DM yazarlarıysa, ulusal hareketin birliğini bozacağı ve dağıtacağı endişesiyle, Sovyetler, sosyalizm ve bu ikisinin öznesi durumundaki işçi sınıfı ve sınıf mücadelesi karşıtı oldukları için, “geleceği” ve hareket ettiricisini beş bin yıl öncesi geçmişin ilkel toplumcu, paylaşımcı “değerleri”nde aramaya yönelmişlerdir.
Gerilik.. Barbarlık.. Tarihin çarkı
Sovyetler Birliği ve çöküşüyle Marksizmin ilişkilendirilmesi üzerinde duracağız. Buna gelmeden, DM yazarlarının ilkel komünal topluma yönelik olarak Marx ve Engels’le Marksizme izafe ettikleri, bir kısmı yakıştırma olan “gerilik, uykuda olma, barbarlık, gerici hareketler, tarihin çarkını tersine çevirme” türü görüşlerle doğruluk ve yanlışlıklarına değinmeliyiz.

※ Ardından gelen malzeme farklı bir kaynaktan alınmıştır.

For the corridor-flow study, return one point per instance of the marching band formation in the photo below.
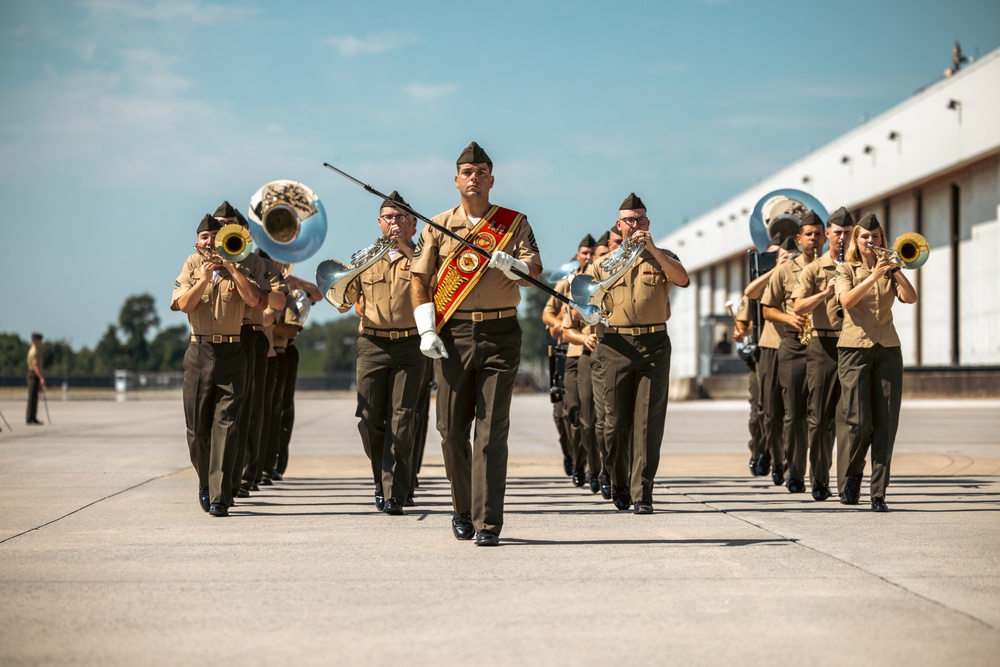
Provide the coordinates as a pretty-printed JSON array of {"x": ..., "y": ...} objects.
[{"x": 825, "y": 366}]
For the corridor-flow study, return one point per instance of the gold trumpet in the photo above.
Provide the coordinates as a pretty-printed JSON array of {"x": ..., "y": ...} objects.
[
  {"x": 909, "y": 251},
  {"x": 233, "y": 243}
]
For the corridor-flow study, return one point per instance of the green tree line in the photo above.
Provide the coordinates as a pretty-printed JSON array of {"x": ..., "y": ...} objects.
[{"x": 137, "y": 342}]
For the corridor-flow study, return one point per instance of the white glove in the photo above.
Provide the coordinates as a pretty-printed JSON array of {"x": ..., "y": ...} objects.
[
  {"x": 430, "y": 343},
  {"x": 504, "y": 262}
]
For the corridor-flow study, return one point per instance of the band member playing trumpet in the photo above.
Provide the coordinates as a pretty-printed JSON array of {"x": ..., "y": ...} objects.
[
  {"x": 635, "y": 356},
  {"x": 871, "y": 362},
  {"x": 391, "y": 371},
  {"x": 777, "y": 302},
  {"x": 466, "y": 312},
  {"x": 215, "y": 294},
  {"x": 569, "y": 408},
  {"x": 814, "y": 293}
]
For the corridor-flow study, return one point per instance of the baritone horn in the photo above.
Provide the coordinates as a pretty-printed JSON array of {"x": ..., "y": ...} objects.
[
  {"x": 289, "y": 221},
  {"x": 233, "y": 243},
  {"x": 333, "y": 278}
]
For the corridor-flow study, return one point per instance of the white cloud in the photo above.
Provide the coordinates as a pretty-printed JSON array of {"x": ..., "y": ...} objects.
[
  {"x": 667, "y": 68},
  {"x": 194, "y": 11},
  {"x": 427, "y": 91},
  {"x": 351, "y": 46}
]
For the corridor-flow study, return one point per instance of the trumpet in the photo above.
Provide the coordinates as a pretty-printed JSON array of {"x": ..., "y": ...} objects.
[
  {"x": 909, "y": 251},
  {"x": 233, "y": 243}
]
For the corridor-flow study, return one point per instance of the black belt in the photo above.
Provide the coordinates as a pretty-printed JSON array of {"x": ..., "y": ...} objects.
[
  {"x": 636, "y": 331},
  {"x": 483, "y": 315},
  {"x": 213, "y": 338},
  {"x": 391, "y": 334}
]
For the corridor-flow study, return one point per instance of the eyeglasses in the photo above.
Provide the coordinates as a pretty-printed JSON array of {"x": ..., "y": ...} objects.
[{"x": 636, "y": 221}]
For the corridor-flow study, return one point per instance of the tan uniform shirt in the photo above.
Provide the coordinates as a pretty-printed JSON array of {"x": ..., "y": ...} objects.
[
  {"x": 814, "y": 279},
  {"x": 221, "y": 308},
  {"x": 778, "y": 294},
  {"x": 870, "y": 320},
  {"x": 266, "y": 276},
  {"x": 34, "y": 360},
  {"x": 385, "y": 286},
  {"x": 641, "y": 297},
  {"x": 494, "y": 290}
]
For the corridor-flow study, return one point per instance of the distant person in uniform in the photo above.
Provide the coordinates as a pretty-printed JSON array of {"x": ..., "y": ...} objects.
[
  {"x": 36, "y": 379},
  {"x": 465, "y": 309}
]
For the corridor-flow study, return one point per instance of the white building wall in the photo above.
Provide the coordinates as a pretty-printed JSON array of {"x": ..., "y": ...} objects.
[{"x": 924, "y": 144}]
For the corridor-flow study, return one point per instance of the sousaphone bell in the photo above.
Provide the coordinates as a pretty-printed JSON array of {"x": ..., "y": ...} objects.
[
  {"x": 289, "y": 221},
  {"x": 779, "y": 214}
]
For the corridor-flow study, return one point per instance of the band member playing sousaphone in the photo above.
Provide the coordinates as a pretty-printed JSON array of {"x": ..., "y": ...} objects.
[
  {"x": 635, "y": 356},
  {"x": 777, "y": 302},
  {"x": 391, "y": 371},
  {"x": 871, "y": 363},
  {"x": 814, "y": 293},
  {"x": 465, "y": 309}
]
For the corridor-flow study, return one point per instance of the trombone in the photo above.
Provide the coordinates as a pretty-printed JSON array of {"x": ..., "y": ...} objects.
[{"x": 909, "y": 251}]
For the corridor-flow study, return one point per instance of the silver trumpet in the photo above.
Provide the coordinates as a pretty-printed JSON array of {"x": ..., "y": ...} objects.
[
  {"x": 333, "y": 278},
  {"x": 585, "y": 290}
]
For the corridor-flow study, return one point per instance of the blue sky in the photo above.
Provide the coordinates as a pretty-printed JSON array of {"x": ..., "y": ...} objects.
[{"x": 123, "y": 123}]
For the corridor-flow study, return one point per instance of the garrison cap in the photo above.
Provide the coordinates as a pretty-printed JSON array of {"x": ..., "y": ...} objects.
[
  {"x": 225, "y": 210},
  {"x": 631, "y": 203},
  {"x": 841, "y": 217},
  {"x": 869, "y": 221},
  {"x": 474, "y": 154},
  {"x": 209, "y": 224},
  {"x": 812, "y": 220},
  {"x": 392, "y": 200}
]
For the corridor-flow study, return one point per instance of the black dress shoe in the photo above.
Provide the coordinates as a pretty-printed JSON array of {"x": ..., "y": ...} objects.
[
  {"x": 821, "y": 492},
  {"x": 763, "y": 465},
  {"x": 203, "y": 499},
  {"x": 595, "y": 484},
  {"x": 852, "y": 491},
  {"x": 796, "y": 485},
  {"x": 485, "y": 538},
  {"x": 461, "y": 525},
  {"x": 621, "y": 499}
]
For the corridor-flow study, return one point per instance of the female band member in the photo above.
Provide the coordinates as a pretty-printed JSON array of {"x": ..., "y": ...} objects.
[{"x": 871, "y": 363}]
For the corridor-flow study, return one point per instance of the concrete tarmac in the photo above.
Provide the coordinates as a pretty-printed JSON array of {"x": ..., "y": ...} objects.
[{"x": 106, "y": 557}]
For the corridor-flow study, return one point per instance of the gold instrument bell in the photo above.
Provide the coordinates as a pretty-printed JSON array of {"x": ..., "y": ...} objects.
[{"x": 233, "y": 243}]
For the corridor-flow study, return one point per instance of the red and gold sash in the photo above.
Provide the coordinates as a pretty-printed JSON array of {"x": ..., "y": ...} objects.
[{"x": 463, "y": 268}]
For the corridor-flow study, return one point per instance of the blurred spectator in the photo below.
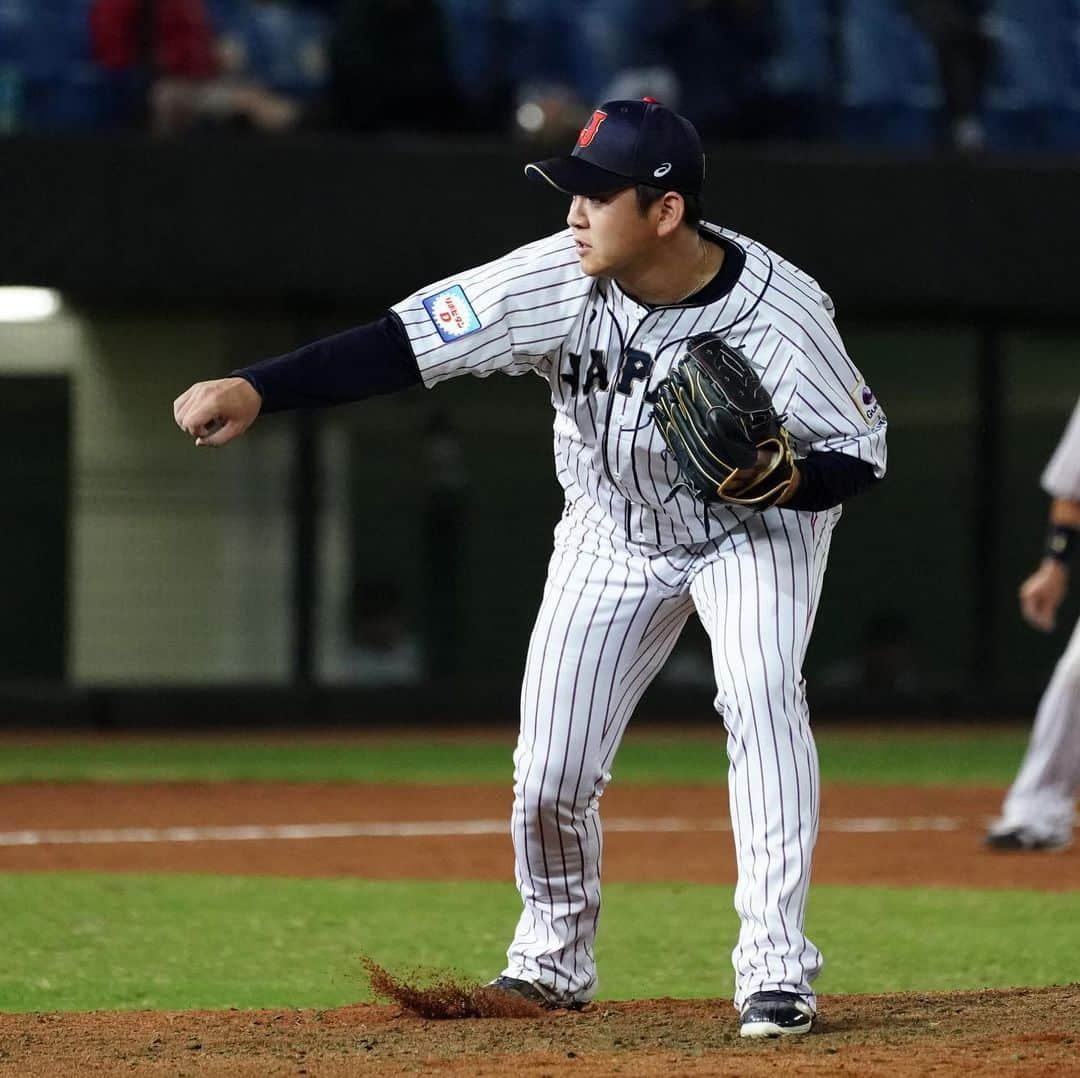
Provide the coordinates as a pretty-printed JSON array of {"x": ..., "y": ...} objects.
[
  {"x": 164, "y": 58},
  {"x": 383, "y": 650},
  {"x": 957, "y": 29},
  {"x": 720, "y": 52},
  {"x": 389, "y": 68},
  {"x": 274, "y": 44}
]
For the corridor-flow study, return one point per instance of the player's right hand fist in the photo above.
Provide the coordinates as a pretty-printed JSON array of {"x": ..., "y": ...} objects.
[
  {"x": 214, "y": 413},
  {"x": 1041, "y": 594}
]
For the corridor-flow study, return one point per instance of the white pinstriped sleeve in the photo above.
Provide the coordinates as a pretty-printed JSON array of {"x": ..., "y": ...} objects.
[
  {"x": 829, "y": 406},
  {"x": 510, "y": 315},
  {"x": 1062, "y": 476}
]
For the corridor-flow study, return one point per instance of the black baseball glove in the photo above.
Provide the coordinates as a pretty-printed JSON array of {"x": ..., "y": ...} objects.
[{"x": 716, "y": 418}]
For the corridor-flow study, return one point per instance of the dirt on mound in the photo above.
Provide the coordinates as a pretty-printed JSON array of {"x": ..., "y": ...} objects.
[
  {"x": 447, "y": 997},
  {"x": 1026, "y": 1033}
]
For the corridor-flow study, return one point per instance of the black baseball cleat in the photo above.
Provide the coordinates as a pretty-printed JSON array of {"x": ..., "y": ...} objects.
[
  {"x": 1024, "y": 838},
  {"x": 775, "y": 1014},
  {"x": 534, "y": 993}
]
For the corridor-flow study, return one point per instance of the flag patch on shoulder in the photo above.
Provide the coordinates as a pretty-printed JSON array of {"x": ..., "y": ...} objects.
[
  {"x": 866, "y": 403},
  {"x": 451, "y": 312}
]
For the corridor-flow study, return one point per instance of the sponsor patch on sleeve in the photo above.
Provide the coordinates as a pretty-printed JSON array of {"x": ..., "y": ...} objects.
[
  {"x": 866, "y": 403},
  {"x": 451, "y": 312}
]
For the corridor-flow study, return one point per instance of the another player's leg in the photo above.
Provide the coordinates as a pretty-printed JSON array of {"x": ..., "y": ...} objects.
[
  {"x": 605, "y": 628},
  {"x": 1039, "y": 808},
  {"x": 757, "y": 600}
]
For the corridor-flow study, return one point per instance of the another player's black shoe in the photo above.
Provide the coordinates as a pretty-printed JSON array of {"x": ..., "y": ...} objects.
[
  {"x": 1024, "y": 838},
  {"x": 775, "y": 1014},
  {"x": 534, "y": 994}
]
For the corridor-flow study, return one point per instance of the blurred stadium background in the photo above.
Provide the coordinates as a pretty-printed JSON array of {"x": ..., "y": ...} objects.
[{"x": 190, "y": 185}]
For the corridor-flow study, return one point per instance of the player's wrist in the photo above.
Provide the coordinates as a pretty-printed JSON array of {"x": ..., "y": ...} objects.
[{"x": 793, "y": 484}]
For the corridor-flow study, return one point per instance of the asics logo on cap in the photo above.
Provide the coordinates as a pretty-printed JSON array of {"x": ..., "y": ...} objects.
[{"x": 589, "y": 131}]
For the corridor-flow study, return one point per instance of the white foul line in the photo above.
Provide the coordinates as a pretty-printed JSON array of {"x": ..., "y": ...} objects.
[{"x": 257, "y": 833}]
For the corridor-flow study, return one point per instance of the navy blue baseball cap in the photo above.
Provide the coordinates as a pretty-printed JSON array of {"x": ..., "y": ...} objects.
[{"x": 628, "y": 143}]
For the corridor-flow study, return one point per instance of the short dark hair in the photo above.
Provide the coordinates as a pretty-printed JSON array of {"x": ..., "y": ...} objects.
[{"x": 692, "y": 215}]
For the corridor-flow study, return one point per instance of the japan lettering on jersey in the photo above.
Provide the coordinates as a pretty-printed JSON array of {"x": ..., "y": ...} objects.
[{"x": 603, "y": 354}]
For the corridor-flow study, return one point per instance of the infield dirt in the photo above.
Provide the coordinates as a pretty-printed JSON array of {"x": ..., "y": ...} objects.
[{"x": 1023, "y": 1032}]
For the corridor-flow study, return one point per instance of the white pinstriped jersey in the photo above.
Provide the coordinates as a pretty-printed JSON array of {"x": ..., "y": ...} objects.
[
  {"x": 603, "y": 354},
  {"x": 1062, "y": 476}
]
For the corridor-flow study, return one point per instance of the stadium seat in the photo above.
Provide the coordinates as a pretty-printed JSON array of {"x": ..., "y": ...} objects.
[
  {"x": 889, "y": 85},
  {"x": 1034, "y": 94}
]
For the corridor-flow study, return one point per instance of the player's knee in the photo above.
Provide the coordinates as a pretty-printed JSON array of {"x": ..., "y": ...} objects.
[{"x": 556, "y": 800}]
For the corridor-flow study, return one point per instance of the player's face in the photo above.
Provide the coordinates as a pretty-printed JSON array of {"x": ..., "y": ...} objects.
[{"x": 613, "y": 238}]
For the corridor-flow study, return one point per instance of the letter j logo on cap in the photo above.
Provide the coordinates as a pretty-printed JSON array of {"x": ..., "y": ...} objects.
[{"x": 589, "y": 131}]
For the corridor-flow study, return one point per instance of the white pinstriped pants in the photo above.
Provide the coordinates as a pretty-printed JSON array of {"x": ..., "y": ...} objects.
[
  {"x": 609, "y": 618},
  {"x": 1043, "y": 796}
]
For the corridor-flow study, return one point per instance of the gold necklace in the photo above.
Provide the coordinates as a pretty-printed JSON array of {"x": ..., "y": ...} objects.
[{"x": 701, "y": 281}]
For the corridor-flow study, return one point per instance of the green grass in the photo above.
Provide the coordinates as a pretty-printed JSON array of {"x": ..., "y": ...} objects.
[
  {"x": 982, "y": 757},
  {"x": 77, "y": 941}
]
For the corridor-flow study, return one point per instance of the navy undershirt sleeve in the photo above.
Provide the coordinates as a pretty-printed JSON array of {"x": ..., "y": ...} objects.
[
  {"x": 827, "y": 479},
  {"x": 366, "y": 361}
]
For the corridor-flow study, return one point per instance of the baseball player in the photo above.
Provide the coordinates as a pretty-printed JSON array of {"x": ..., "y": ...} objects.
[
  {"x": 604, "y": 311},
  {"x": 1039, "y": 808}
]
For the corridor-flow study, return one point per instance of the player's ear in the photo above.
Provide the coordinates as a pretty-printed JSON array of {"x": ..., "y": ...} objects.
[{"x": 671, "y": 210}]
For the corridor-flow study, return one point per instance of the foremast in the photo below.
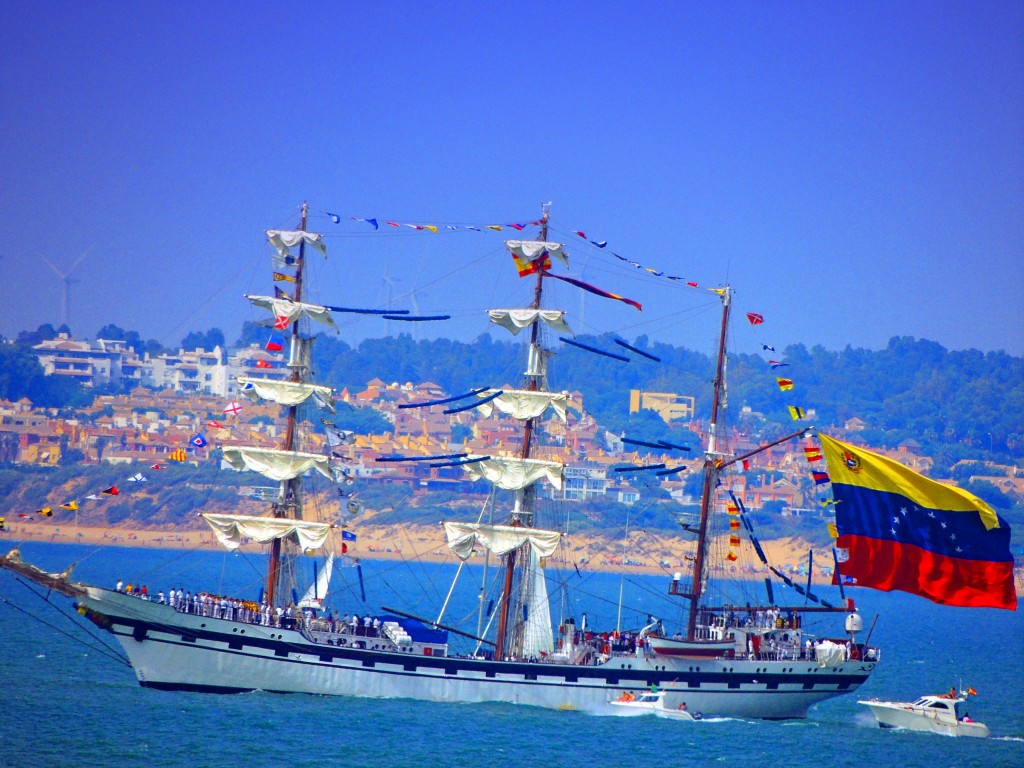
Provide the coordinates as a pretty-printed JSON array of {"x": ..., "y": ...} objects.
[
  {"x": 713, "y": 465},
  {"x": 285, "y": 529},
  {"x": 289, "y": 502}
]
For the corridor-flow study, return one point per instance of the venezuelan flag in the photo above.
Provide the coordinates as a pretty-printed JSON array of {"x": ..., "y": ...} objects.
[{"x": 900, "y": 530}]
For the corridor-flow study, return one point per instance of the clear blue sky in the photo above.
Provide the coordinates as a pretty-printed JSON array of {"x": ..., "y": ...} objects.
[{"x": 855, "y": 170}]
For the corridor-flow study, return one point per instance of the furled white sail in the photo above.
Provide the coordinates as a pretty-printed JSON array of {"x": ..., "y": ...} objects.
[
  {"x": 515, "y": 474},
  {"x": 287, "y": 311},
  {"x": 537, "y": 636},
  {"x": 317, "y": 590},
  {"x": 284, "y": 241},
  {"x": 462, "y": 537},
  {"x": 531, "y": 250},
  {"x": 276, "y": 465},
  {"x": 516, "y": 320},
  {"x": 286, "y": 392},
  {"x": 524, "y": 403},
  {"x": 230, "y": 529}
]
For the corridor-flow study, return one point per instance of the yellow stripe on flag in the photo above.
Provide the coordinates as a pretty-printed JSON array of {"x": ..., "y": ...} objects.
[{"x": 852, "y": 465}]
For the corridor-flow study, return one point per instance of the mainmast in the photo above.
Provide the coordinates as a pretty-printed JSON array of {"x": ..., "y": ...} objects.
[
  {"x": 522, "y": 511},
  {"x": 713, "y": 466},
  {"x": 289, "y": 500}
]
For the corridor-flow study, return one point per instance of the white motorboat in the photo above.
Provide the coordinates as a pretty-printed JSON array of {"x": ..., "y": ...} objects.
[
  {"x": 651, "y": 702},
  {"x": 940, "y": 714}
]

Herhalde DM yazarları bile eski komünal toplumun gelişmemişlik anlamında “geri” ve hatta ilkel değil ama ileri bir toplum biçimi olduğunu iddia edemeyeceklerdir. İnsanın hayvanlıktan ayrılmasının ardından, genellikle toplayıcılık ve kısmen avcılıkla geçinip, birbirini de yiyebildiği ve henüz kuralsız bir cinsellik yaşadığı “vahşet dönemi” de içinde, çeşitli aşamalarıyla yabanıllık ve barbarlık koşullarında toplum olarak yaşadığı ilk biçimdir. Sözü edilen vahşet dönemi bir yana bırakılsa bile, toplumsal örgütlenmenin ilk ve en geri biçimlerinden söz edilmekte olduğu tartışmasızdır. Ve adı üstündedir; barbarlık, üstelik yabanıllığın ardından ve onunla birlikte yüz binlerce yıl süren döneme adını vermiştir. Yine üstelik eski komünal toplumun gelişkin aşamalarının barbarlıkla tanımlanabileceği de tartışmasızdır. Bu uzun bin yılların, toplumsal gelişmelerin olağanüstü yavaş seyrettiği, hayvandan kurtulmakta olan insanın iki ayağı üzerine dikilmesi bile binlerce yıl sürerken, henüz ateşi koruyup sürekli kılamadan gecelerini karanlıkta geçirdiği zamanın yine on binlerce yılını aldığı, alet ve silah olarak kullanmak üzere yonttuğu taşları cilalamasının, taştan madenleri kullanmaya geçmesinin her birinin on binlerce yıl sürdüğü, hayvanların ve buğdayın ehlileştirilmesinin ve ardından tekerleğe ulaşılmasının yine binlerce yıla mal olduğu düşünüldüğünde, komünal toplum döneminin insanlığın “uykuda olma hali” olarak tanımlanmasına kim itiraz edebilir? Sadece insanlığın bu ilk ve ilkel döneminin değil, ona göre nispeten kısa süren feodal Ortaçağ’ın bile bir “uykuda olma hali”ne ve “geri”liğe denk düştüğünü söylemek neden eleştiri konusu edilir?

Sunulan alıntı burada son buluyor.